The combined data of various City, State and Federal agencies will ensure that city agencies responding to this crisis will be able to understand the total picture and will be able to adjust their response based on the ever changing circumstances on the ground. By analyzing the data and deploying resources more effectively, the City will be able to keep up with the ever changing patterns of drug abuse.
The full report is the result of a collaborative effort from the thirteen members of the Task Force, highlights the work done during the past year, makes recommendations for changes in policy and practice and describes the Task Force’s next steps. It is available at www.nyc.gov.

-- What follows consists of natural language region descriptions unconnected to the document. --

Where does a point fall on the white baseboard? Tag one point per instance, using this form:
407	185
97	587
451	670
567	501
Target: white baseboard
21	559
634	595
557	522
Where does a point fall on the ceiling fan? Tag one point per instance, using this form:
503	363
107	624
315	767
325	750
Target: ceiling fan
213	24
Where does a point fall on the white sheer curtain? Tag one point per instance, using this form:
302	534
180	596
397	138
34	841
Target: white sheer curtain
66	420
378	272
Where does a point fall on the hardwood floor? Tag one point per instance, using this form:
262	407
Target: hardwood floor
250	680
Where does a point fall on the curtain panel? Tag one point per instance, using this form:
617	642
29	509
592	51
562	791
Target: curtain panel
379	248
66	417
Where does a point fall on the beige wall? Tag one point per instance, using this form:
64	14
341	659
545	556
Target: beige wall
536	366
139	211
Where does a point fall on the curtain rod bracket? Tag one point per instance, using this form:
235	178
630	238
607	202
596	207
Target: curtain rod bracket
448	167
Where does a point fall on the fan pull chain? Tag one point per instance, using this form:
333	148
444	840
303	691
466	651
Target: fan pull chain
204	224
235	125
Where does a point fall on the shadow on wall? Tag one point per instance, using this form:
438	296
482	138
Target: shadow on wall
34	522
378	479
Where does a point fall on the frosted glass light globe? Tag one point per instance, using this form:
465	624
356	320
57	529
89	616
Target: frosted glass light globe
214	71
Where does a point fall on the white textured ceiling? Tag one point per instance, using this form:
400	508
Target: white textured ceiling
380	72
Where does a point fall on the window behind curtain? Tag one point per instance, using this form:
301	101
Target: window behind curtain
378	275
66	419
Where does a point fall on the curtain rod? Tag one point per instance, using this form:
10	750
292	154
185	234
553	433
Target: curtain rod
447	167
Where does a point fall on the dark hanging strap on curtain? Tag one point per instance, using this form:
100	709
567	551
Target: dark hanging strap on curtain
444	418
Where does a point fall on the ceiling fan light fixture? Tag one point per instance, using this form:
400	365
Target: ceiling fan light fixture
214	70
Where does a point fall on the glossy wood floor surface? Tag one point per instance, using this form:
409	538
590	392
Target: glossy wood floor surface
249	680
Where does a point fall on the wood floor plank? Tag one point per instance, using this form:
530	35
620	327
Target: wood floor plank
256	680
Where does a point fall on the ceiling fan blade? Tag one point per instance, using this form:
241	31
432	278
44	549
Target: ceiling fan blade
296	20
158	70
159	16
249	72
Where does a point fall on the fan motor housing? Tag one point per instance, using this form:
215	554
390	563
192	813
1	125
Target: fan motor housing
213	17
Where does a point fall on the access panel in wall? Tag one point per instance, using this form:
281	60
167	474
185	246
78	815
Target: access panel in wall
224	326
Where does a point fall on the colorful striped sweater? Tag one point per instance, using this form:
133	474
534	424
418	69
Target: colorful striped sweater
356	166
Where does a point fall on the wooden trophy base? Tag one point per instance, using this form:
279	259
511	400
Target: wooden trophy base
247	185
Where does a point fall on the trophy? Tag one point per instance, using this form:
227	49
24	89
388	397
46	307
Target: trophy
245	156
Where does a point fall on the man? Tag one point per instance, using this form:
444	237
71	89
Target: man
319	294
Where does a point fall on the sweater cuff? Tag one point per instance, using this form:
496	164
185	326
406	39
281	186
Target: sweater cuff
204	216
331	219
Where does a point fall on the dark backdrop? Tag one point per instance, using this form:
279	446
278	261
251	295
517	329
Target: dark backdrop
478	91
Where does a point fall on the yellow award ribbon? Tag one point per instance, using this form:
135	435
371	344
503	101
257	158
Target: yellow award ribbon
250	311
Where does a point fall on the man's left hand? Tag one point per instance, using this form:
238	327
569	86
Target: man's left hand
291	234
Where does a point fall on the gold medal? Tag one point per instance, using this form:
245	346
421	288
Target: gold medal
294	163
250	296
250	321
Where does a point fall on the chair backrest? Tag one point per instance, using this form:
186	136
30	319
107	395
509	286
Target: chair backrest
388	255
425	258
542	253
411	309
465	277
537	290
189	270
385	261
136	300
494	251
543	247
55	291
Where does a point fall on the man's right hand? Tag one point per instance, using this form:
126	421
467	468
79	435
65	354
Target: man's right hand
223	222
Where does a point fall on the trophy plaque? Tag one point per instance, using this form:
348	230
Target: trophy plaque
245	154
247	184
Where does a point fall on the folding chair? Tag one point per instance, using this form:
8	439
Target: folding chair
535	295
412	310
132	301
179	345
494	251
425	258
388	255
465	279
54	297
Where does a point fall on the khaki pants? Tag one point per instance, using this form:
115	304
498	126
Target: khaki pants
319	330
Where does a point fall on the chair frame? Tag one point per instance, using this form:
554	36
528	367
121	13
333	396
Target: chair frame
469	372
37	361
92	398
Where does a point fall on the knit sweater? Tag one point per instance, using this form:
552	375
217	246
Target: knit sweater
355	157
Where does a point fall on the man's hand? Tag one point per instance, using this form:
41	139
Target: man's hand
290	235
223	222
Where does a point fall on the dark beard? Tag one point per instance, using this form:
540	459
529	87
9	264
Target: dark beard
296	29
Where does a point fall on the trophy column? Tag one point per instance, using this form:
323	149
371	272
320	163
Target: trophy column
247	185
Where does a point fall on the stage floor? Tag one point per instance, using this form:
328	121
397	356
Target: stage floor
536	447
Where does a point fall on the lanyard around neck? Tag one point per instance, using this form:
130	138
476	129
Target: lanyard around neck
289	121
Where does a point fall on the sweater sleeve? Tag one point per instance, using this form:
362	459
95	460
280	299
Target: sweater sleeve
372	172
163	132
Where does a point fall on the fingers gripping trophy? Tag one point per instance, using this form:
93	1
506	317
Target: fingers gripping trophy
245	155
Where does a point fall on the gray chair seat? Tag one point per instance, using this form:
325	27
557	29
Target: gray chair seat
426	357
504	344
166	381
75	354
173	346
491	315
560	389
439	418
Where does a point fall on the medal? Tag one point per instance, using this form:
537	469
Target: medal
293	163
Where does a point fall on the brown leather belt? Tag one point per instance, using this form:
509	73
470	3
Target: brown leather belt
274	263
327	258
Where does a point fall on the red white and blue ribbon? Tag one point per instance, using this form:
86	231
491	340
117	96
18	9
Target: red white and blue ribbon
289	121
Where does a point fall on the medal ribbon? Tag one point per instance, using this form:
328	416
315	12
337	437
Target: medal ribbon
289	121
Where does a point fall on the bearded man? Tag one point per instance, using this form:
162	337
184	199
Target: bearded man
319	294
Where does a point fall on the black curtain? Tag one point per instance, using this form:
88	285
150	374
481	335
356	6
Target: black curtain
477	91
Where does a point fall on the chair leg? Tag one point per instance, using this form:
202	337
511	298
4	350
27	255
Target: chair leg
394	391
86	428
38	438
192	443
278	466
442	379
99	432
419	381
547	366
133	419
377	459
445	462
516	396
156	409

If you or someone you know has a problem with painkillers, call 1-800-LIFENET. For information on the emergency department opioid prescription guidelines, visit nyc.gov.
About the Mayor’s Task Force on Prescription Painkiller Abuse
A multi-agency Task Force created by Mayor Bloomberg in December 2011 and co-chaired by Deputy Mayor for Health and Human Services Linda Gibbs and Chief Policy Advisor John Feinblatt, the Task Force’s mission is to develop and implement coordinated strategies for responding to the growth of opioid painkiller misuse and diversion in New York City. Members include Staten Island District Attorney Daniel Donovan; Special Narcotics Prosecutor Bridget Brennan; Health Commissioner Thomas Farley; Executive Deputy Commissioner for Mental Hygiene Adam Karpati; Human Resources Administration Commissioner Robert Doar; Health and Hospitals Corporation President Alan Aviles; NY/NJ HIDTA Director Chauncey Parker; Police Department Deputy Inspector Raymond Martinez; and Department of Education Deputy Chancellor Kathleen Grimm.